As such, the ENP is a key part of the European Union’s foreign policy and is the only regional approach the EU has towards the Black Sea Area, at present. However, while this may be the case, the EU maintains special relations with Ukraine and Russia whereas Turkey is a long-running EU candidate country. Moreover, the Black Sea Area has been under much opposition by existing EU member states who feel that the EU cannot expand indefinitely and there is not a necessity to include the countries of the Black Sea Area in a wider EU. Nonetheless, existing EU member states propose that the EU should maintain close political and economic relations with the Black Sea Area and undertake special relations like current ones with Ukraine and Russia. This brings a dilemma to the future of the Black Sea Area and its relation with the EU where there arises the question of what the Black Sea Area is – a boundary for the EU or a bridge that links the current EU with a proposed wider EU.
Hence, EU enlargement towards South Eastern Europe and the Black Sea Area seems to be much of a debatable topic at present. Comparing the countries from both regions, it does appear that countries from South Eastern Europe have greater enlargement prospects than countries from the Black Sea Area due to various concerns regarding the latter. Concerns primarily include the aspect of extended borders and the problems that tag along which include the illegal smuggling of arms.
In the 2003 Thessaloniki Summit of the EU Council, there was a promise of membership to the Western Balkan nations as long as they had fulfilled the Copenhagen criteria and the enhanced conditionality expected of them to a satisfactory and sufficient level. While it has been 13 years after this Thessaloniki promise and only Croatia being the only Balkan nation to accede the EU since, it is a mark of commitment by the EU nonetheless.

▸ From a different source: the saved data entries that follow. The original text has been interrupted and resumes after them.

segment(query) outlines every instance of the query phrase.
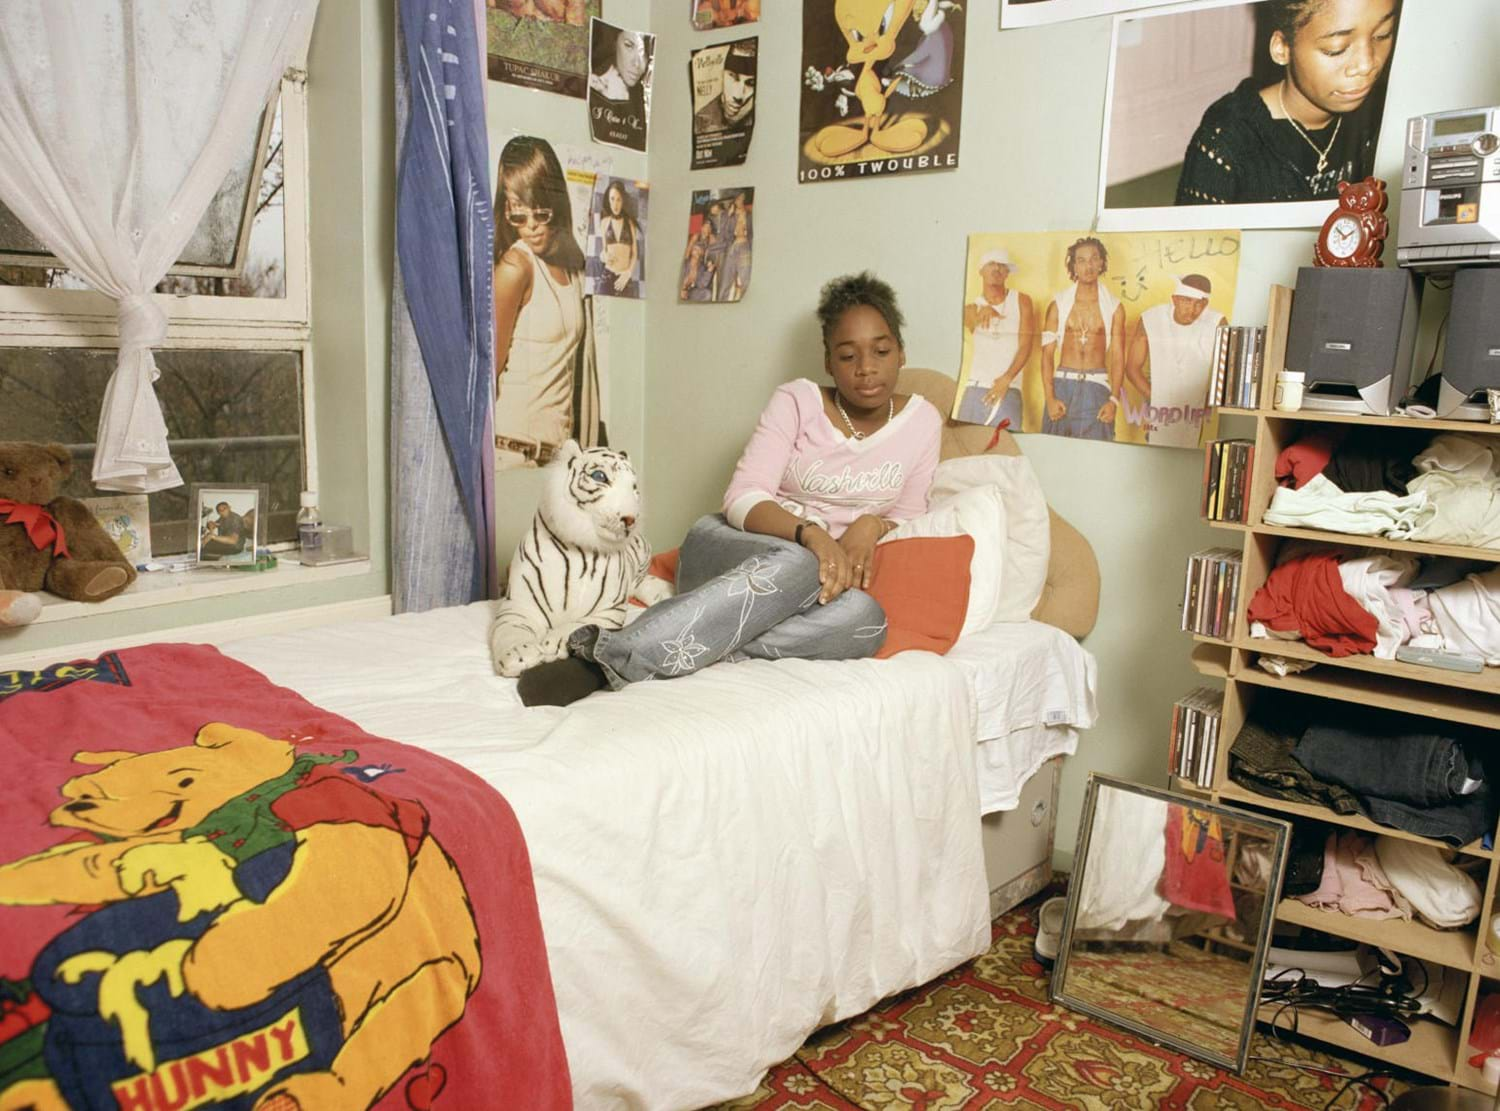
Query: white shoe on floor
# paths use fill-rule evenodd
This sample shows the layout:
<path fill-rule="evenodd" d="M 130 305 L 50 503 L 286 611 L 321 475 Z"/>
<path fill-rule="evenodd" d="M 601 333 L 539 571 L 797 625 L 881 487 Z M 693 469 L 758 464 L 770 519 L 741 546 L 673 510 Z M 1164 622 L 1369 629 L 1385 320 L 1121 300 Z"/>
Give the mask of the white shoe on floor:
<path fill-rule="evenodd" d="M 1051 968 L 1057 960 L 1058 945 L 1062 941 L 1063 918 L 1068 912 L 1068 899 L 1056 895 L 1048 899 L 1036 912 L 1036 940 L 1031 944 L 1032 954 L 1043 968 Z"/>

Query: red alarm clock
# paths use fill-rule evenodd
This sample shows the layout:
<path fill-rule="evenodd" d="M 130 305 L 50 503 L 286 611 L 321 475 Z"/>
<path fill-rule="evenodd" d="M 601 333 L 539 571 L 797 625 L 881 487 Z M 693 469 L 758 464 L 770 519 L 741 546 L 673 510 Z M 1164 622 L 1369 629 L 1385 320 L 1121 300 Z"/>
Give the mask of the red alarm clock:
<path fill-rule="evenodd" d="M 1378 177 L 1339 182 L 1339 206 L 1318 233 L 1313 261 L 1319 266 L 1378 267 L 1391 222 L 1385 218 L 1385 182 Z"/>

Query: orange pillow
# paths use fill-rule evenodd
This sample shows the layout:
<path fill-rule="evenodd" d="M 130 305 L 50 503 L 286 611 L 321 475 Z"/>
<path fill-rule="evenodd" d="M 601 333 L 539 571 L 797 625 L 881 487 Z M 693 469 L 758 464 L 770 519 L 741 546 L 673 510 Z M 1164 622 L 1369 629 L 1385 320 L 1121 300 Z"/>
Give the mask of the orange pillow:
<path fill-rule="evenodd" d="M 913 536 L 875 549 L 870 596 L 885 610 L 877 660 L 920 649 L 943 655 L 958 640 L 969 609 L 972 536 Z"/>
<path fill-rule="evenodd" d="M 677 581 L 678 549 L 651 558 L 648 575 Z M 870 596 L 885 610 L 885 643 L 877 660 L 920 649 L 943 655 L 958 640 L 969 609 L 972 536 L 913 536 L 875 549 Z M 636 605 L 641 603 L 631 599 Z"/>

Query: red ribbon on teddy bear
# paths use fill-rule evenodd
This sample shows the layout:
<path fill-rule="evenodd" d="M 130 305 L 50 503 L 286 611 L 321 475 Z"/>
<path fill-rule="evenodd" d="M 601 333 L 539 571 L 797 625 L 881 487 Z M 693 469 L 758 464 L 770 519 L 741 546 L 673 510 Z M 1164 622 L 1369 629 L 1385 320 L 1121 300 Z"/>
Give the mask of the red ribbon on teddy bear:
<path fill-rule="evenodd" d="M 59 559 L 68 558 L 68 542 L 63 536 L 62 525 L 40 505 L 0 498 L 0 521 L 25 529 L 27 539 L 37 551 L 50 544 L 53 555 Z"/>

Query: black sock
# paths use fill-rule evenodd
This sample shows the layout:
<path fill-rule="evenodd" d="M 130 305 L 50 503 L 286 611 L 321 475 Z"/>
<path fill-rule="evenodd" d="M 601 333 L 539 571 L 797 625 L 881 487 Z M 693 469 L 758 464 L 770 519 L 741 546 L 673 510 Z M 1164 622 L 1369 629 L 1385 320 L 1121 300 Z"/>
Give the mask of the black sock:
<path fill-rule="evenodd" d="M 608 690 L 604 669 L 592 660 L 564 656 L 521 672 L 516 690 L 523 706 L 567 706 L 597 690 Z"/>

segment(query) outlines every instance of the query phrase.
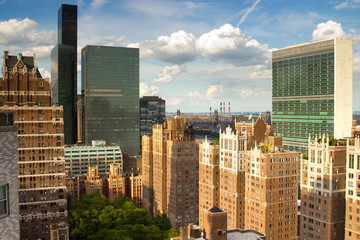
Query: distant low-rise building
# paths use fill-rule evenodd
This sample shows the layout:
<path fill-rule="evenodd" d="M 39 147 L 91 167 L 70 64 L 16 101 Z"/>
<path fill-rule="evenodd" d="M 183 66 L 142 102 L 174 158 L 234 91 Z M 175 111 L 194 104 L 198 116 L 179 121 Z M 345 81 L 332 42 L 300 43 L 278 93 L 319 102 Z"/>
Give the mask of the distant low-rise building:
<path fill-rule="evenodd" d="M 121 172 L 120 164 L 110 164 L 110 173 L 99 173 L 98 166 L 89 166 L 87 175 L 72 176 L 68 173 L 66 187 L 68 201 L 77 203 L 82 195 L 93 193 L 104 194 L 110 203 L 118 196 L 126 196 L 142 206 L 141 175 L 136 172 Z"/>
<path fill-rule="evenodd" d="M 110 164 L 119 164 L 123 172 L 123 155 L 119 146 L 108 146 L 105 141 L 92 141 L 91 146 L 65 146 L 65 172 L 72 176 L 88 173 L 89 166 L 98 166 L 99 174 L 109 173 Z"/>

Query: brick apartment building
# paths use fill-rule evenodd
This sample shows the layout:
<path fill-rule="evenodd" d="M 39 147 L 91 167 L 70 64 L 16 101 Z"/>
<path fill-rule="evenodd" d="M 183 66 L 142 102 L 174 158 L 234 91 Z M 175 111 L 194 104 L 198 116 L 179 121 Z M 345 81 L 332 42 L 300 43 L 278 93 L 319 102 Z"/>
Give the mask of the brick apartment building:
<path fill-rule="evenodd" d="M 153 215 L 167 213 L 172 227 L 198 222 L 199 143 L 182 117 L 153 126 L 143 137 L 143 202 Z"/>
<path fill-rule="evenodd" d="M 67 239 L 63 108 L 35 56 L 4 52 L 0 111 L 14 112 L 18 131 L 20 239 Z"/>
<path fill-rule="evenodd" d="M 308 151 L 301 164 L 300 239 L 344 239 L 346 146 L 309 136 Z"/>
<path fill-rule="evenodd" d="M 345 239 L 360 239 L 360 139 L 347 142 Z"/>
<path fill-rule="evenodd" d="M 245 164 L 245 229 L 297 239 L 299 153 L 255 147 Z"/>
<path fill-rule="evenodd" d="M 220 206 L 219 144 L 205 138 L 199 150 L 199 226 L 203 225 L 204 210 Z"/>
<path fill-rule="evenodd" d="M 98 166 L 89 166 L 88 174 L 66 178 L 69 201 L 79 202 L 82 195 L 93 193 L 104 194 L 112 203 L 118 196 L 126 196 L 137 205 L 142 206 L 141 175 L 136 172 L 125 174 L 121 164 L 110 164 L 110 173 L 99 173 Z"/>

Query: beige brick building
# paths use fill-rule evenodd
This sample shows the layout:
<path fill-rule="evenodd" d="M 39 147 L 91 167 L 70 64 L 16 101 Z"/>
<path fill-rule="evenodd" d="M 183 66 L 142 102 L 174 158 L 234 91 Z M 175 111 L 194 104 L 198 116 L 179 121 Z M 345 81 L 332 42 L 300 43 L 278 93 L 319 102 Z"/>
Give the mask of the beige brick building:
<path fill-rule="evenodd" d="M 300 239 L 344 239 L 346 146 L 309 136 L 301 161 Z"/>
<path fill-rule="evenodd" d="M 360 239 L 360 139 L 347 142 L 345 239 Z"/>
<path fill-rule="evenodd" d="M 17 129 L 12 112 L 0 112 L 0 236 L 20 239 Z"/>
<path fill-rule="evenodd" d="M 199 143 L 192 127 L 177 116 L 155 124 L 142 145 L 145 207 L 153 215 L 167 213 L 174 228 L 198 223 Z"/>
<path fill-rule="evenodd" d="M 0 111 L 13 111 L 18 129 L 20 238 L 68 239 L 63 108 L 35 56 L 4 52 Z"/>
<path fill-rule="evenodd" d="M 245 154 L 249 150 L 248 135 L 220 131 L 220 208 L 227 211 L 229 229 L 245 226 Z"/>
<path fill-rule="evenodd" d="M 210 143 L 207 138 L 199 150 L 199 226 L 203 227 L 206 209 L 220 206 L 219 195 L 219 144 Z"/>
<path fill-rule="evenodd" d="M 266 239 L 297 239 L 297 152 L 255 147 L 245 164 L 245 229 Z"/>

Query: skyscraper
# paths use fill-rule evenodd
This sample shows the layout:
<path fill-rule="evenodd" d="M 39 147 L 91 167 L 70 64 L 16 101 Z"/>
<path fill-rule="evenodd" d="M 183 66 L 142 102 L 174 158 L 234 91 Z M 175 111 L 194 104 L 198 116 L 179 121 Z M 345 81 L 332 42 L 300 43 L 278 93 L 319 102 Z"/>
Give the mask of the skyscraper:
<path fill-rule="evenodd" d="M 284 147 L 307 152 L 308 134 L 350 137 L 352 40 L 331 39 L 272 53 L 272 122 Z"/>
<path fill-rule="evenodd" d="M 0 111 L 17 127 L 21 239 L 67 239 L 63 108 L 52 106 L 49 79 L 35 56 L 4 52 Z"/>
<path fill-rule="evenodd" d="M 51 50 L 53 103 L 64 107 L 65 144 L 76 142 L 77 6 L 62 4 L 58 12 L 58 44 Z"/>
<path fill-rule="evenodd" d="M 68 45 L 58 44 L 51 50 L 51 90 L 53 103 L 64 108 L 65 144 L 76 142 L 76 51 Z M 74 95 L 75 94 L 75 95 Z"/>
<path fill-rule="evenodd" d="M 77 49 L 77 6 L 61 4 L 58 11 L 58 43 Z"/>
<path fill-rule="evenodd" d="M 123 153 L 138 154 L 139 49 L 86 46 L 81 69 L 83 141 L 103 139 Z"/>

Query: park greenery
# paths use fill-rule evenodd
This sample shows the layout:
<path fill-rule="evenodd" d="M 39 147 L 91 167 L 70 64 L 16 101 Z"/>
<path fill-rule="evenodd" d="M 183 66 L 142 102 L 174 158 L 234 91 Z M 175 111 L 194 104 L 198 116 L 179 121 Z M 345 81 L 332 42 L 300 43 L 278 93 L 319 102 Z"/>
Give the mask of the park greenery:
<path fill-rule="evenodd" d="M 179 236 L 166 215 L 151 218 L 127 197 L 112 204 L 100 193 L 82 196 L 69 205 L 70 239 L 76 240 L 164 240 Z"/>

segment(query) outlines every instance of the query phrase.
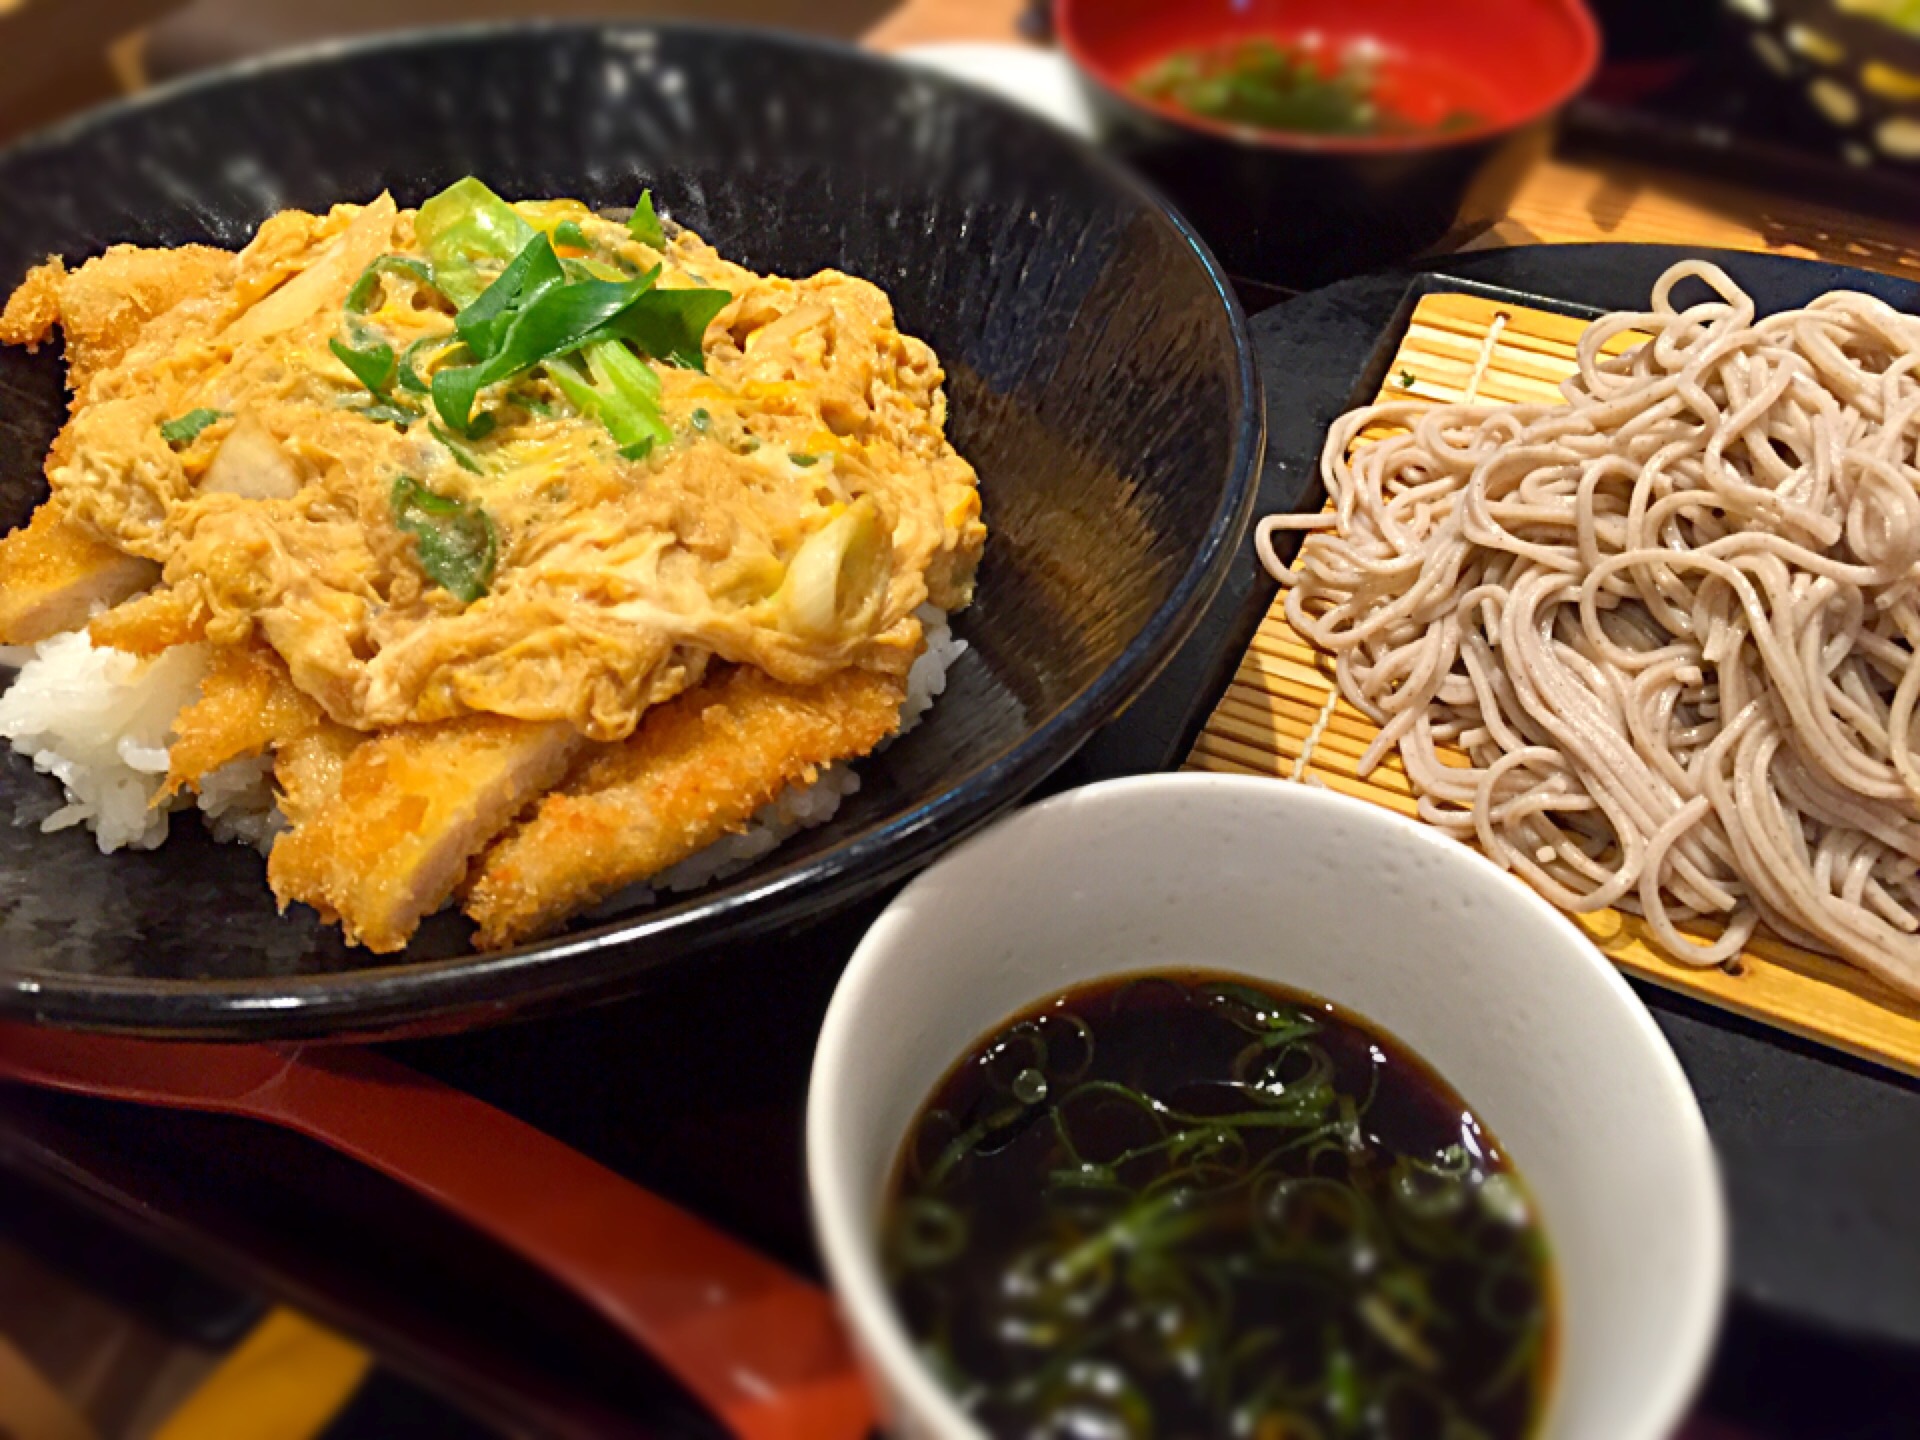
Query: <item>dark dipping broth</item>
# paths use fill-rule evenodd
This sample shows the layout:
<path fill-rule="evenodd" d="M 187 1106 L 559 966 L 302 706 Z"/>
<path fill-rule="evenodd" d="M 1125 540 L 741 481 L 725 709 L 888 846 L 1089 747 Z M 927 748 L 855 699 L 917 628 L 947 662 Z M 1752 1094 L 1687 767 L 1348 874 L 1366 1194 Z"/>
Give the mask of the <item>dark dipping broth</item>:
<path fill-rule="evenodd" d="M 995 1435 L 1508 1440 L 1544 1408 L 1547 1247 L 1498 1142 L 1311 996 L 1070 991 L 922 1109 L 884 1263 Z"/>

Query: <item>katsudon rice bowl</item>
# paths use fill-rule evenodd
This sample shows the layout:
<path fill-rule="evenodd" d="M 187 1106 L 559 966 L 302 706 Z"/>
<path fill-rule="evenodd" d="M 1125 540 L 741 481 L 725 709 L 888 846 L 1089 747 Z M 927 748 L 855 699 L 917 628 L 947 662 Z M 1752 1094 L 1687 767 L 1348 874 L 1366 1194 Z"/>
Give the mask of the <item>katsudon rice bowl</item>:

This view can be seen as further substantiated with the commencement of accession negotiations with Serbia as of 2015 in hopes that the EU will indeed make good of its 2003 promise in Thessaloniki. On the other hand, it also seems that the EU at this point in time has not made an actual commitment towards enlargement prospects in the Black Sea Area despite having an EU Neighbourhood Policy to maintain economic and political ties with the region.
Moreover, with regards to the Black Sea Area, the EU also maintains special relations with Ukraine and Russia. However, this has fueled EU member states to push for similar prospects for enlargement towards the Black Sea Area since there is much discontent among member states mainly with regards to Turkey’s possible accession to the EU. Turkey’s hampered accession attempts in turn also channel a negative impact on possible enlargement prospects pursued by the EU for a wider Europe.
As such, there arises the dilemma for the enlargement of EU in general and with special focus on South Eastern Europe and Black Sea Area as to the extent of enlargement of the EU. As of now, nations of South Eastern Europe appear to have better chances of acceding to the EU while the outlook for nations of the Black Sea Area seem bleak with regards to EU accession. This then possibly could reflect the future of the Black Sea Area where it becomes a boundary for EU accession while maintaining the status of being a bridge connecting the region to the rest of Europe by means of economic and political ties made possible by the EU Neighbourhood Policy and existing political and economic ties.